If your issue is caused by the bindings generator, refer to the [ctypesgen bug tracker](https://github.com/ctypesgen/ctypesgen/issues).


## Known limitations

### Incompatibility with CPython 3.7.6 and 3.8.1

pypdfium2 cannot be used with releases 3.7.6 and 3.8.1 of the CPython interpreter due to a [regression](https://github.com/python/cpython/pull/16799#issuecomment-612353119) that broke ctypesgen-created string handling code.


## Thanks to

* [Anurag Bansal](https://github.com/banagg) (Support model for [text insertion](src/pypdfium2/_helpers/text_inserter.py))
* [Benoît Blanchon](https://github.com/bblanchon) ([PDFium patches](sourcebuild/patches/))
* [Anderson Bravalheri](https://github.com/abravalheri) (Help with achieving PEP 517/518 compliance)
* [Tim Head](https://github.com/betatim) (Original idea for PDFium Python bindings with ctypesgen in `wowpng`)
* [Yinlin Hu](https://github.com/YinlinHu) (`pypdfium` prototype and `kuafu` PDF viewer)
* [Adam Huganir](https://github.com/adam-huganir) (Initial help and suggestions)
* [Mike Kroutikov](https://github.com/mkroutikov) (Examples on how to use PDFium with ctypes in `redstork` and `pdfbrain`)
* [Peter Saalbrink](https://github.com/petersaalbrink) (Code style improvements to `pdf_renderer`)
* [Lei Zhang](https://github.com/leizleiz) and [Thomas Sepez](https://github.com/tsepez) (Windows-specific fixes concerning `FPDF_LoadDocument()`)


## Fun facts

If you are on Linux, have a recent version of LibreOffice installed, and insist on saving as much disk space as anyhow possible, you can remove the PDFium binary shipped with pypdfium2 and create a symbolic link to the one provided by LibreOffice. This is not recommended, but the following proof-of-concept steps demonstrate that it is possible.
(If using this strategy, it is likely that certain newer methods such as `FPDF_ImportNPagesToOne()` will not be available yet, since the PDFium build of LibreOffice may be a bit older.)

```bash
# Find out where the pypdfium2 installation is located
python3 -m pip show pypdfium2 |grep Location

# Now go to the path you happen to determine
# If pypdfium2 was installed locally (without root privileges), the path will look somewhat like this
cd ~/.local/lib/python3.8/site-packages/

# Descend into the pypdfium2 directory
cd pypdfium2/

# Delete the current PDFium binary
rm pdfium

# Create a symbolic link to the PDFium binary of LibreOffice
# The path might differ depending on the distribution - this is what applies for Ubuntu 20.04
ln -s /usr/lib/libreoffice/program/libpdfiumlo.so pdfium
```

Sadly, mainstream Linux distributors did not create an own package for PDFium, which causes it to be installed separately with every single program that uses it.


## History

pypdfium2 is the successor of *pypdfium* and *pypdfium-reboot*.

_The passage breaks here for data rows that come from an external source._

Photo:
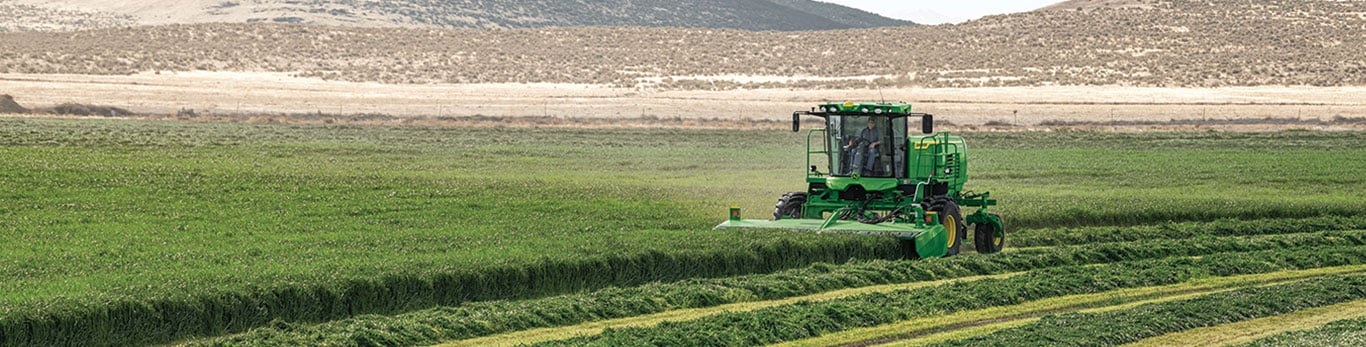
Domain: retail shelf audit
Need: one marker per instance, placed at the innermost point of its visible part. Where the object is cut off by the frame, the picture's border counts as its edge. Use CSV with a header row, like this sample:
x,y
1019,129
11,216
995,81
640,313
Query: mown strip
x,y
1120,327
1258,328
650,320
476,320
920,327
1346,332
138,321
1083,235
813,318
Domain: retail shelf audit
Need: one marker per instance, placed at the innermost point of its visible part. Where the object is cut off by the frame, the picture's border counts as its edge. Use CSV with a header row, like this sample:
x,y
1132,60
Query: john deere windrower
x,y
869,175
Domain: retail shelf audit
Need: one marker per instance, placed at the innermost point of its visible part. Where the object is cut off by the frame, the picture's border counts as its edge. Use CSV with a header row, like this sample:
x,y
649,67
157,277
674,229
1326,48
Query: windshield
x,y
872,146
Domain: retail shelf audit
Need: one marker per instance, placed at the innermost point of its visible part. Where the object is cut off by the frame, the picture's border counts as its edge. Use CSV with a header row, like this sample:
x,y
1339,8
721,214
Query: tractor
x,y
869,175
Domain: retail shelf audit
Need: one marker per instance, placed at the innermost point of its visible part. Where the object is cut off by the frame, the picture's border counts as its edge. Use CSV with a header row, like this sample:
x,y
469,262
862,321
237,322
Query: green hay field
x,y
148,232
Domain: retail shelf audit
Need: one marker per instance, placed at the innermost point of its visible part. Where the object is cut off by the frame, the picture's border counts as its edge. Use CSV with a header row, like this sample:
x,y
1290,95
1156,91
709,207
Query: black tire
x,y
790,205
952,221
988,239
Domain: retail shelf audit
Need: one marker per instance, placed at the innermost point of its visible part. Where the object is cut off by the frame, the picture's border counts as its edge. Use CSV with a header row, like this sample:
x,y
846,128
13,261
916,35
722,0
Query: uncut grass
x,y
129,220
813,318
474,320
1346,332
1134,324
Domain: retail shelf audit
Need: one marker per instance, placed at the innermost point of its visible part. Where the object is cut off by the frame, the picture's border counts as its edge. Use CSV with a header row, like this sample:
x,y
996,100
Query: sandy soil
x,y
256,93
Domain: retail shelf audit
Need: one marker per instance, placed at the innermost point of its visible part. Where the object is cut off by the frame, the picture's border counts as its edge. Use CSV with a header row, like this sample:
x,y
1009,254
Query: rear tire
x,y
988,239
952,221
790,205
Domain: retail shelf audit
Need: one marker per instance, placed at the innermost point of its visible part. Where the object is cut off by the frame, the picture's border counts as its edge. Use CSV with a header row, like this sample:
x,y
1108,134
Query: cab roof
x,y
866,108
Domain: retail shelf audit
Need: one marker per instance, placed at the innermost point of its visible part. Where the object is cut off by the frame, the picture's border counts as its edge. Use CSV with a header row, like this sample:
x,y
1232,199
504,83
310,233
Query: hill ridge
x,y
782,15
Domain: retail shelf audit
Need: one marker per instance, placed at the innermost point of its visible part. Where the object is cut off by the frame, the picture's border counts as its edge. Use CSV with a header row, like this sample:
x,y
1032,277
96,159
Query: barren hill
x,y
1215,43
504,14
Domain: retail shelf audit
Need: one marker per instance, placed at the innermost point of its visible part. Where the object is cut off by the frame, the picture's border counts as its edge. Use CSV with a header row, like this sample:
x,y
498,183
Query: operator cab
x,y
866,140
866,145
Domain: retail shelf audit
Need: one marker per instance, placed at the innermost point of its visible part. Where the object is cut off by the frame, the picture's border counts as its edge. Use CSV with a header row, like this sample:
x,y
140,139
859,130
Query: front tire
x,y
952,221
790,205
988,238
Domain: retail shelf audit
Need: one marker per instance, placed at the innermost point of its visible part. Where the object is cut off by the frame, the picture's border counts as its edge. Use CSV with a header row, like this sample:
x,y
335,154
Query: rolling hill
x,y
517,14
1219,43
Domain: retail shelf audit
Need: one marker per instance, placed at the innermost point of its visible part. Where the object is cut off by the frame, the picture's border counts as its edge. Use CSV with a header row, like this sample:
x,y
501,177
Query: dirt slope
x,y
507,14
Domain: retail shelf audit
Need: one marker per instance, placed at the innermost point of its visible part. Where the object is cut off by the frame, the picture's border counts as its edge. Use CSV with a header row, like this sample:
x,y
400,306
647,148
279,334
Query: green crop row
x,y
426,327
1085,235
1119,327
813,318
164,320
1346,332
129,231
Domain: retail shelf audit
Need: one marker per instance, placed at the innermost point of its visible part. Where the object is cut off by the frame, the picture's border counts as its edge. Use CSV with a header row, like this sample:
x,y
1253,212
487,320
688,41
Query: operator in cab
x,y
863,148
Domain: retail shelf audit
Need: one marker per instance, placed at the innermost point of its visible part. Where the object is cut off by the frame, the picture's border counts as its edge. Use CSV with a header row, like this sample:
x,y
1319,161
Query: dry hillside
x,y
504,14
1217,43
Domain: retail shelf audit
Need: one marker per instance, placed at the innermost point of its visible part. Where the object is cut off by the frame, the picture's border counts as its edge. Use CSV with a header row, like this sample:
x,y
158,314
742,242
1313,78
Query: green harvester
x,y
879,179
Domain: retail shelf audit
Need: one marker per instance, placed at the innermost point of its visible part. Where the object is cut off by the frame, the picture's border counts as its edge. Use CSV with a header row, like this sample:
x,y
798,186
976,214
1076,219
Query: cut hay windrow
x,y
1346,332
476,320
163,321
1119,327
1088,235
813,318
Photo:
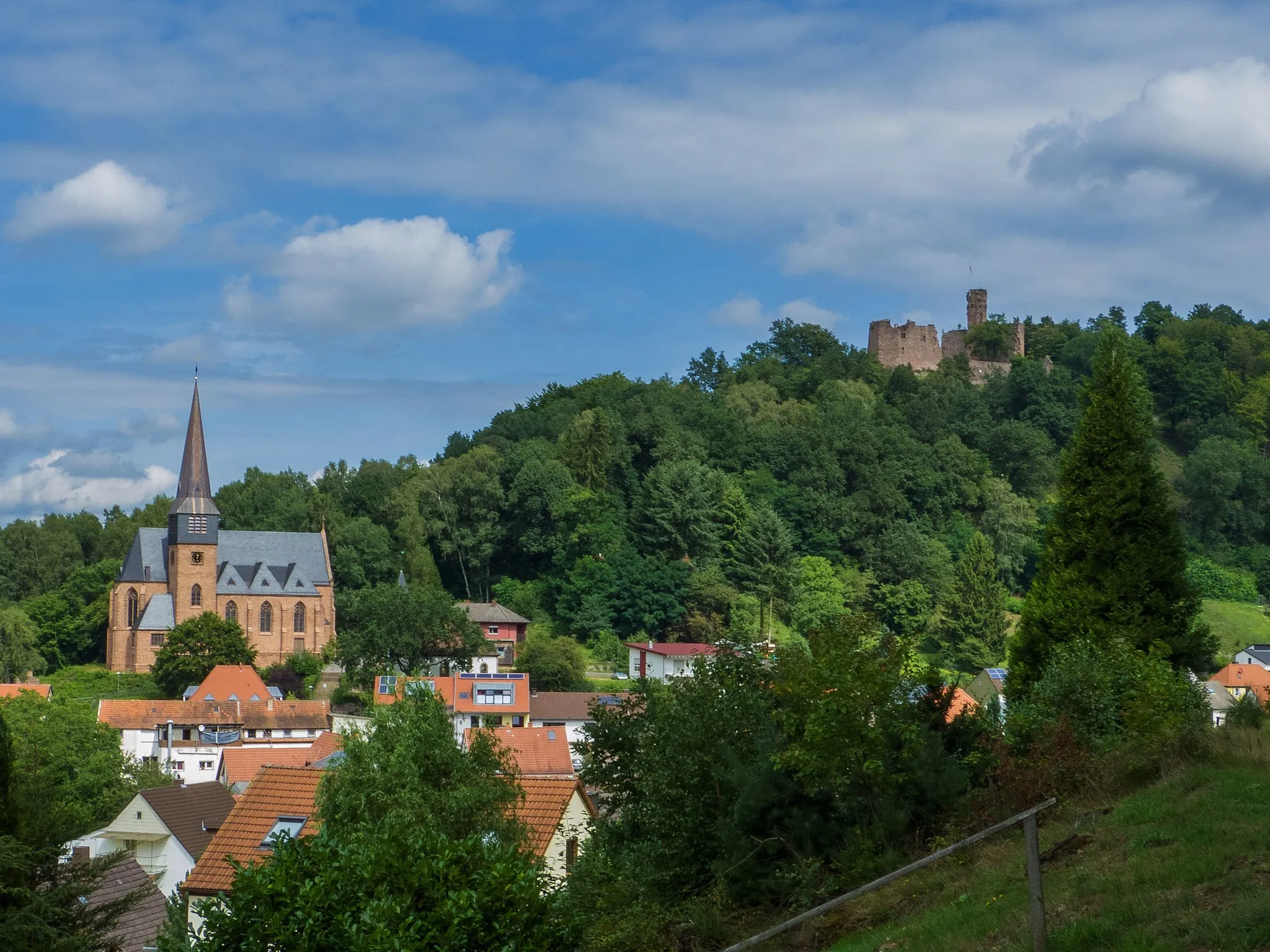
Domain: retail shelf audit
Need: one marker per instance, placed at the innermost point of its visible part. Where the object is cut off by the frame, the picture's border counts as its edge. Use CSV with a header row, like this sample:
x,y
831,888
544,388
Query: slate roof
x,y
231,682
159,615
144,715
678,648
14,690
285,558
192,813
140,924
492,614
276,791
567,705
544,805
538,751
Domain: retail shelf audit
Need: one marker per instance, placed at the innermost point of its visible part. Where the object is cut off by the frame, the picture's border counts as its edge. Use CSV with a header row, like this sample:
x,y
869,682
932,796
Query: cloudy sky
x,y
373,224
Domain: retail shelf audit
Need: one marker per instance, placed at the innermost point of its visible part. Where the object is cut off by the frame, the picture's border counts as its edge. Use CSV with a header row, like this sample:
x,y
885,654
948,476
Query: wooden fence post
x,y
1036,895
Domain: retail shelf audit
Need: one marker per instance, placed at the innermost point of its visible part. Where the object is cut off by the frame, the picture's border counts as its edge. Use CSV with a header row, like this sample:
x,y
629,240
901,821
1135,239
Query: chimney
x,y
975,306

The initial *pypdfium* was packaged manually and did not get regular updates. There were no platform-specific wheels, but only a single wheel that contained binaries for 64-bit Linux, Windows and macOS.

*pypdfium-reboot* then added a script to automate binary deployment and bindings generation to simplify regular updates. However, it was still not platform specific.

pypdfium2 is a full rewrite of *pypdfium-reboot* to build platform-specific wheels. It also adds a basic support model and a command-line interface on top of the PDFium C API to simplify common use cases. Moreover, pypdfium2 includes facilities to build PDFium from source, to extend platform compatibility.